Subsequently, information from the network is made available for
wireless transfer by Xbee modules (4) connected to the different
data acquisition boards (3). A diagram of the data measurement and
acquisition device for a floor of a building is shown in FIG.
2.
Data Transmission, Reception and Transfer:
[0037] Xbee (4) modules are used to manage the data transmission
and reception from each data acquisition board (3) to each serial
port of the computers arranged as workstations (5) located in each
building. The Xbee modules (4) are radio frequency modules working
in the 2.4 GHz band employing the IEEE 802.15.4 (ZigBee)
communication protocol networks belonging to the Personal Area
Networks. Among its advantages are low power consumption,
simplicity of construction, and the ability to use up to 65,000
different network combinations, allowing for the creation of large
scale point-to-point and point-to-multipoint networks.
[0038] Once the data from the facility's various measuring devices
(2) has been transferred to their respective workstation (5), the
data is collected, sorted and written to a text file for later
delivery to the storage and user interface stage (8).
[0039] Another task performed in the processing stage is the cyclic
sampling of the data received at the workstation (5), which is done
by controlling an LCD display (9) installed next to each
workstation (5) using an Arduino-type a data acquisition board
(3).
Processing, Storage and User Interface:
[0040] During this stage, the data received from each building (1)
is stored on a central server (6) which consolidates and processes
the information for the administrator's portfolio of buildings.
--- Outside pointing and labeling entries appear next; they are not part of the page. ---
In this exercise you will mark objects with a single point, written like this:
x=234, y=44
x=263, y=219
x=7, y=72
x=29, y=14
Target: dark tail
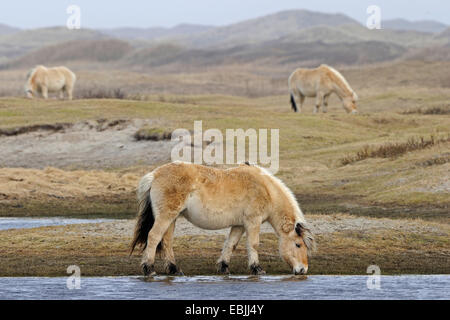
x=294, y=105
x=145, y=215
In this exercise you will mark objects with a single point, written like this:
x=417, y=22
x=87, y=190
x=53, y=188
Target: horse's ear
x=288, y=225
x=300, y=228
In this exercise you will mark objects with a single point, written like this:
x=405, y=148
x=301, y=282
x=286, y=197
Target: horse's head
x=28, y=91
x=350, y=103
x=296, y=243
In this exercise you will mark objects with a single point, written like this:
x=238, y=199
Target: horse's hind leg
x=325, y=103
x=44, y=91
x=252, y=230
x=229, y=246
x=167, y=251
x=319, y=100
x=160, y=227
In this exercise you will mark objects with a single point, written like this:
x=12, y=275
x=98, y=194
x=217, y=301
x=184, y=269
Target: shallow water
x=26, y=223
x=227, y=288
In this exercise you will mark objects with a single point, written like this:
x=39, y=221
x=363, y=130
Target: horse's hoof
x=257, y=270
x=148, y=270
x=222, y=268
x=172, y=269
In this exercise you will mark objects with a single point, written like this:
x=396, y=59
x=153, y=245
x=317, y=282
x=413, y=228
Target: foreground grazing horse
x=44, y=80
x=241, y=198
x=321, y=83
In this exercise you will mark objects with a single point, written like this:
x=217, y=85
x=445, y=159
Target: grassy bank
x=100, y=251
x=313, y=149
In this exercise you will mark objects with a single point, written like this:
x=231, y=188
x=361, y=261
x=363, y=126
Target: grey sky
x=110, y=14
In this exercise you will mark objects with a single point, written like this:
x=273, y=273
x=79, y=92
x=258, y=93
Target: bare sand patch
x=92, y=144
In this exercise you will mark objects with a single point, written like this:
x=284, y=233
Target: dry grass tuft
x=102, y=93
x=430, y=110
x=392, y=150
x=152, y=133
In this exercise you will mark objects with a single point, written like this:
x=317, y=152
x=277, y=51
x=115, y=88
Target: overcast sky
x=167, y=13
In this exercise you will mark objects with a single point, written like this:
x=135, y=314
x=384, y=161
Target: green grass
x=311, y=146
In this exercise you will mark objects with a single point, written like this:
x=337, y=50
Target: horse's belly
x=211, y=216
x=56, y=85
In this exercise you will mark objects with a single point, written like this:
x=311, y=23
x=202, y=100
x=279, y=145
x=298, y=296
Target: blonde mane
x=307, y=235
x=341, y=78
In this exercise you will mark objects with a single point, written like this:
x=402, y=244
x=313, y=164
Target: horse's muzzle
x=300, y=271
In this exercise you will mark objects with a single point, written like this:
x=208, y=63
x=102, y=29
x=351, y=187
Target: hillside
x=264, y=28
x=5, y=29
x=155, y=33
x=77, y=50
x=19, y=43
x=421, y=26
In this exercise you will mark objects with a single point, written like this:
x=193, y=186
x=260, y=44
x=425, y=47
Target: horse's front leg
x=325, y=103
x=319, y=100
x=229, y=246
x=252, y=230
x=168, y=254
x=160, y=227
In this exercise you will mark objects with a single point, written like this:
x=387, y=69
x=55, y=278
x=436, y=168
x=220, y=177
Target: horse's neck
x=340, y=91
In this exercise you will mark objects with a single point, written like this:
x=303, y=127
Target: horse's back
x=211, y=198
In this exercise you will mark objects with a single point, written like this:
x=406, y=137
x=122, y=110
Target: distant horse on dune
x=241, y=198
x=321, y=83
x=44, y=80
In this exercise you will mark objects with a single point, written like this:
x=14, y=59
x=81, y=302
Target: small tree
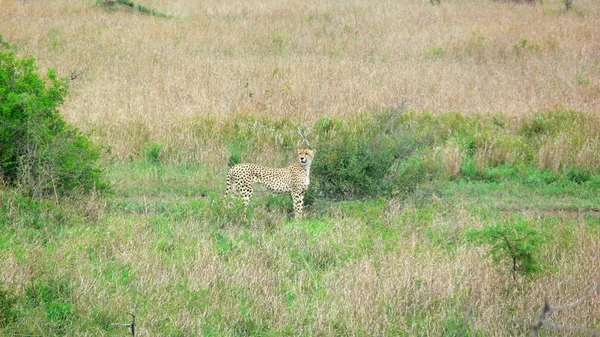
x=516, y=244
x=39, y=152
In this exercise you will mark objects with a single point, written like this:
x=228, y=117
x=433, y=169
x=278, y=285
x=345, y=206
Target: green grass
x=165, y=245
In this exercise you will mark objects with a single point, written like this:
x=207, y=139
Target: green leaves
x=516, y=244
x=39, y=151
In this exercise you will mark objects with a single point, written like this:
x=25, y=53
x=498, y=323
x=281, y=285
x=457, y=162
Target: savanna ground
x=496, y=105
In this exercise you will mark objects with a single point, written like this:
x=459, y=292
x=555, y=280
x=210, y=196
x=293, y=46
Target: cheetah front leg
x=246, y=191
x=298, y=198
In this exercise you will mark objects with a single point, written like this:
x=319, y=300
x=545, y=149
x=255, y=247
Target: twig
x=75, y=74
x=303, y=137
x=547, y=310
x=469, y=312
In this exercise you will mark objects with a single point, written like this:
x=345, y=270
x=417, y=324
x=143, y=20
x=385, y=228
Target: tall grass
x=147, y=77
x=175, y=101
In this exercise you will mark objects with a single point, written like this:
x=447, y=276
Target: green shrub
x=7, y=311
x=54, y=297
x=516, y=244
x=360, y=158
x=39, y=151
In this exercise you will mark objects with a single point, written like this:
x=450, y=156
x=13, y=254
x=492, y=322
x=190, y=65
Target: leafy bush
x=39, y=151
x=7, y=312
x=54, y=296
x=516, y=244
x=360, y=158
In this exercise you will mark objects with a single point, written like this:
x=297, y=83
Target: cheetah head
x=306, y=156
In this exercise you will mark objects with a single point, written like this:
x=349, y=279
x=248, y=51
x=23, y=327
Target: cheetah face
x=306, y=156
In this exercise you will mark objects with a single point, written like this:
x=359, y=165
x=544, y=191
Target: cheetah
x=293, y=179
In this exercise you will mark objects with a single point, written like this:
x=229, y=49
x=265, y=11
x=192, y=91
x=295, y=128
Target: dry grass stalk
x=547, y=310
x=146, y=77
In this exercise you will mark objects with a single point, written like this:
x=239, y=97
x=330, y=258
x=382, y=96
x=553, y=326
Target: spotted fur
x=293, y=179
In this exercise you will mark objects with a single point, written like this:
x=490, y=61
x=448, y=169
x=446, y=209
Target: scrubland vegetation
x=455, y=188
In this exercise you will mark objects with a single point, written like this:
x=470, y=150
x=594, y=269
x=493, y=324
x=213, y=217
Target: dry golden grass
x=150, y=78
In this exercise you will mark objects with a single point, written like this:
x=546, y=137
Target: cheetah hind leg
x=246, y=191
x=298, y=205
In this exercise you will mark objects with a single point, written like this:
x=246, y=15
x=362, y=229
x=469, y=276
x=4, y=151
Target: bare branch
x=303, y=137
x=75, y=74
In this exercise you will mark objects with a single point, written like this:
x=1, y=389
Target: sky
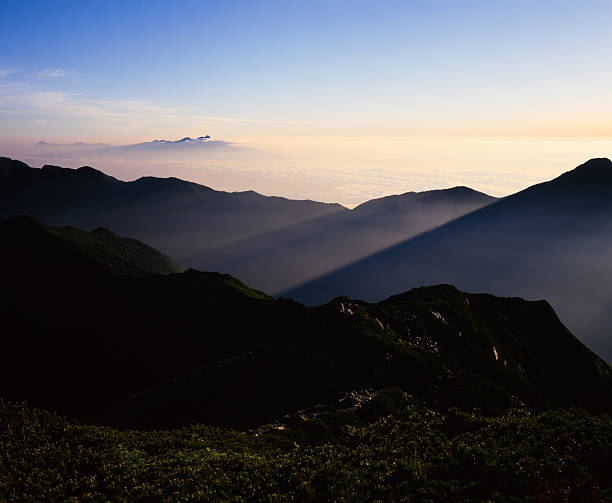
x=382, y=93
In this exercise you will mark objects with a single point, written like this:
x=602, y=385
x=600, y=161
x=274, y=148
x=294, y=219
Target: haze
x=349, y=100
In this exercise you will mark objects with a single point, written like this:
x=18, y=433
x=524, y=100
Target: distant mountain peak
x=594, y=171
x=187, y=139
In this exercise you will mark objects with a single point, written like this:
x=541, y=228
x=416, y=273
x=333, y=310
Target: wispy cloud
x=27, y=96
x=53, y=73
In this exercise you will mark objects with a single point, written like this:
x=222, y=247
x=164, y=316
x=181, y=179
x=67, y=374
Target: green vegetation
x=100, y=248
x=359, y=454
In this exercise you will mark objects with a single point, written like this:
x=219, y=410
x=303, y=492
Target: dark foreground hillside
x=431, y=395
x=391, y=448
In
the central server (6) a consolidated database (7) is generated on
which the data processing (software) is run, and the results are
displayed through the user interface (8) on the facility
administrator's computer, which offers a comprehensive view of the
entire portfolio under management.
[0041] Through the user interface (8), the monitoring and
management system of the present invention allows the user to
access real-time information relative to the monitored building (1)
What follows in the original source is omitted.